For a nothosaur, Lariosaurus was primitive, possessing a short neck and small flippers in comparison to its relatives. This would have made it a relatively poor swimmer, and it is presumed to have spent much time on dry land, or hunting in shallows. It had a large postorbital region of the skull with the temporal fossae noticeably larger than the orbits. The premaxillary and anterior dentary teeth are strongly elongated, like fangs, and could have acted as a 'fish trap'. The parietal and squamosal bones are elongated into a small occipital crest for the attachment of jaw muscles. The vertebrae are pachyostotic and have a low neural spine. Ribs are present from the neck all the way down to the sacrum, which has a cluster of four or five pairs. There are caudal ribs, but they are very small and not present beyond the 15th caudal vertebra. The gastral ribs are made up of multiple elements and form a sturdy kind of armour. The humerus has a weakly developed deltapectoral crest, and increases gradually in width towards the distal end.
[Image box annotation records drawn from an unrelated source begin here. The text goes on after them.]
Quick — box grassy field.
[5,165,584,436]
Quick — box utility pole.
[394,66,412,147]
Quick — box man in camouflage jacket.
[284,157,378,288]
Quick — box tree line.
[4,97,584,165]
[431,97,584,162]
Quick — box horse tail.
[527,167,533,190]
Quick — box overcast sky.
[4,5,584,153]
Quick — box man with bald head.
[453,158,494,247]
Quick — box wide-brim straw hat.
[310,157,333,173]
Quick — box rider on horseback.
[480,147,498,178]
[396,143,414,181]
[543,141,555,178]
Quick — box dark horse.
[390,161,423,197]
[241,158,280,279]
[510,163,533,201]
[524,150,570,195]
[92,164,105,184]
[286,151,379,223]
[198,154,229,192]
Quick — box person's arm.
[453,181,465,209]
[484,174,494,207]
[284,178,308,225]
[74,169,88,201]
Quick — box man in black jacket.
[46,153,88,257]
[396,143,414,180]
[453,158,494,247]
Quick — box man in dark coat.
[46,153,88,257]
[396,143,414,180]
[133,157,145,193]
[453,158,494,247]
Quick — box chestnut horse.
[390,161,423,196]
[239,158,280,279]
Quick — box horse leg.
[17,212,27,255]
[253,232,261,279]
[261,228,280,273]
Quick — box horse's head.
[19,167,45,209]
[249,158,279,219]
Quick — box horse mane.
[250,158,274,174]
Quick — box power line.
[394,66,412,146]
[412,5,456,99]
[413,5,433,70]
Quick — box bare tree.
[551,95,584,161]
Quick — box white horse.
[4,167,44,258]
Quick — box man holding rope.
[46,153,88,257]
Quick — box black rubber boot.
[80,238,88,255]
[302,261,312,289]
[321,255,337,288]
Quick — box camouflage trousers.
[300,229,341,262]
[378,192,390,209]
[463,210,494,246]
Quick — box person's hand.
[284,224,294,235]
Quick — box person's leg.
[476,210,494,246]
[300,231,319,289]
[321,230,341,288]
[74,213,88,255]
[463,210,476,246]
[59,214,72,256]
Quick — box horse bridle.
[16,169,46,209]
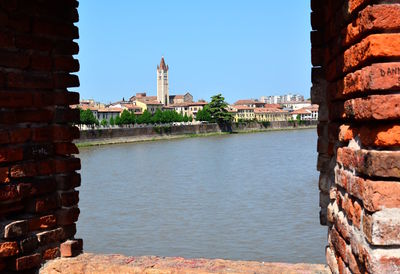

There is a distinct space between the radius and the more slender ulna. The fingers have more bones than the toes and clearly show how Lariosaurus was unique among nothosaurs because its front legs were adapted into paddles, while the back legs remained five-toed. The femur is more lightly built than the humerus but longer. There is less difference between tibia and fibula than between radius and ulna. Further, based on skeletal findings of immature lariosaurs inside the adults, Lariosaurus is believed by many to be viviparous, or able to bear live young. Another Lariosaurus skeleton was found with two juvenile placodonts of the genus Cyamodus in its stomach, giving an indication of its diet.

In 2014 a skull was found in the Winterswijk Muschekalk quarry, of what appeared to be a new species, that was named Lariosaurus vosseveldensis. In 2015 it was added to the collection of Museum TwentseWelle in Enschede. It was registered TW.480000504.
Also found was an isolated, fused parietal, that was registered TW.4800000505.

==In popular culture==

Loch Ness mocking "Lariosaurus" sightings are often reported on the newspapers of the Lake Como area. The myth has been cited in various books, songs and TV programmes.